Most of the source code is authored by and copyrighted by the University of Karlsruhe, and is released under the two-clause BSD license. The remaining source code has been imported from other open source projects. It is our goal that any runtime binaries are only subject to the BSD license, and as of 11 July 2005, the L4 and KaXen runtimes are completely BSD.

Getting Started

Download
README.txt - We provide an automated build system that downloads all packages, applies patches, configures options, and builds.
Mailing list - Conceptual discussions and feature discussions are welcome. Support requests may go unheeded due to lack of resources.
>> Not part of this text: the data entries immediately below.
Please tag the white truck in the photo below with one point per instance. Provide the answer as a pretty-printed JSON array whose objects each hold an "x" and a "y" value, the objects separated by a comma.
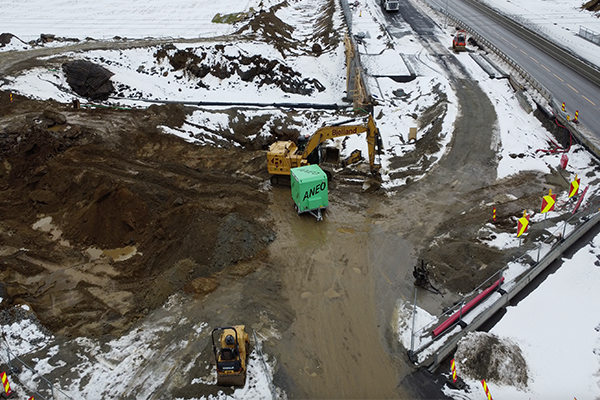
[{"x": 390, "y": 5}]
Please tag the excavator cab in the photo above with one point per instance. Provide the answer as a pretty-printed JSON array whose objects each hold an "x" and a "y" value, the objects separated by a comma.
[
  {"x": 231, "y": 347},
  {"x": 459, "y": 42}
]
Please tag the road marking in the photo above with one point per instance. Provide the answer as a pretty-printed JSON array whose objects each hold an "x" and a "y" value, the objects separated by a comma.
[
  {"x": 385, "y": 276},
  {"x": 591, "y": 102}
]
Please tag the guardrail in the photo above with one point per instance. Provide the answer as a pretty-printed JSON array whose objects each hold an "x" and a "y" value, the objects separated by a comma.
[
  {"x": 589, "y": 35},
  {"x": 555, "y": 245},
  {"x": 545, "y": 93}
]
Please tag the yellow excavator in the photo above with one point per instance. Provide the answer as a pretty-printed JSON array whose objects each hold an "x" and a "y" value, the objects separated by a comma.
[
  {"x": 285, "y": 155},
  {"x": 231, "y": 347}
]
Our goal is to ensure that support is unnecessary.

Background Material

Pre-Virtualization: Soft Layering for Virtual Machines - A technical report, which provides a principled approach to modififying operating systems for executing on hypervisors. July 2006.
Pre-Virtualization: Uniting Two Worlds - The single-page abstract that accompanied our SOSP poster. October 2005.
Pre-Virtualization: Slashing the Cost of Virtualization - A technical report, which compares pre-virtualization to para-virtualization (and traditional virtualization) from a cost perspective. November 2005.
Implementation guide (957kB PDF) - A presentation describing the internals of the implementation. March 2006.
White paper (23kB PDF) - Two page motivation and technical overview. 6 April 2005.
Slide presentation (793kB PDF) - Walks through motivation, concepts, and explains technical aspects. 22 September 2005.

Limitations

The infrastructure is in active development, and isn't completely mature. We haven't released our support for reusing device drivers.

Note: using a VGA console isn't really tested. It is best to use a serial port as the console, although the serial port support is still incomplete. For true interaction, use an ssh connection to the guest OS.